The developments of rye, barley, millet, rice, maize and wheat are therefore among the most spectacular achievements of humankind: turning grasses—which nature seemed to have designated as the food of other, better-equipped species—into the staple fodder of nonruminants like ourselves. Other important plants in the repertoire include buckwheat, oats and sorghum; but the big six are special because whole civilizations have relied for sustenance on each of them. They can be ranked in global importance according to a combination of factors: their impact on history, the extent of their role as staples and the scale of their contribution to feeding the world today. We can take them in ascending order.

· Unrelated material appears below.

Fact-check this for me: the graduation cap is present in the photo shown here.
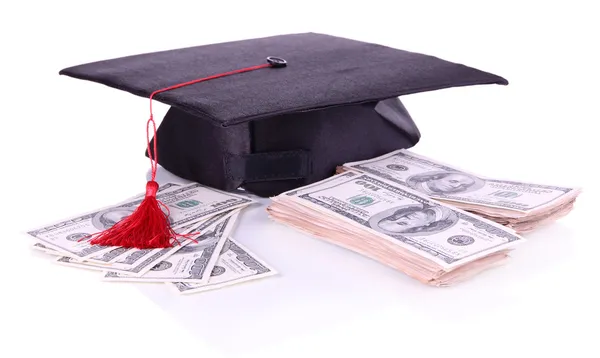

Wild rye still grows across a great swath of the Middle East, around the Caucasus; but, if this was where it originated, it had to travel a long way before it came into its own as a civilization-sustaining staple. Modern cultivated varieties seem to have developed from others which no longer exist but it is still easy to discern, in surviving types, the virtues which attracted early cultivators and which destined rye for other climes: hardiness, resistance to different altitudes, responsiveness to cold. Rye grows as a weed in wheatfields and sprouts when adverse weather kills the wheat. Anatolian peasants call it “wheat of Allah”—a grace which compensates farmers for the
loss of the main crop
. It must also have seemed heaven-sent to would-be farmers on poor soils or in cold climates, where wheat was unreliable or uncultivable. In such environments, especially along the cold northern and eastern perimeters of the Roman Empire, it arrived as a weed and became a main crop. From the first millennium
B.C.
onward, until potatoes rivaled or replaced it in modern times (below, p. 179), rye was the distinctive food of the fields of the North European plain—dank, cold lands cleared from the postglacial forests,
zones where native grasses were sparse, puny and impossible to adapt for human use. Its main disadvantage is that it is peculiarly prone to the infestation which produces ergotism; some historians have traced the supposed frequency of mass delusions among medieval peasants to their heavy reliance on rye for food. Surprisingly, the pleasantly bitter taste of the grain and the moist, glutinous bread made from it are widely disliked. Pliny's condemnation of it as fit only for the poor has been endorsed by elites ever since. Now, however, it is undergoing a sort of upgrading as bourgeois food, with an appeal to discerning palates, to roughage-mad dieters and to enthusiasts for foods supposed to be “close to nature” because peasants make and eat them. It is also getting rarer, which, paradoxically perhaps, may help to account for its growing appeal at relatively high levels of wealth and education.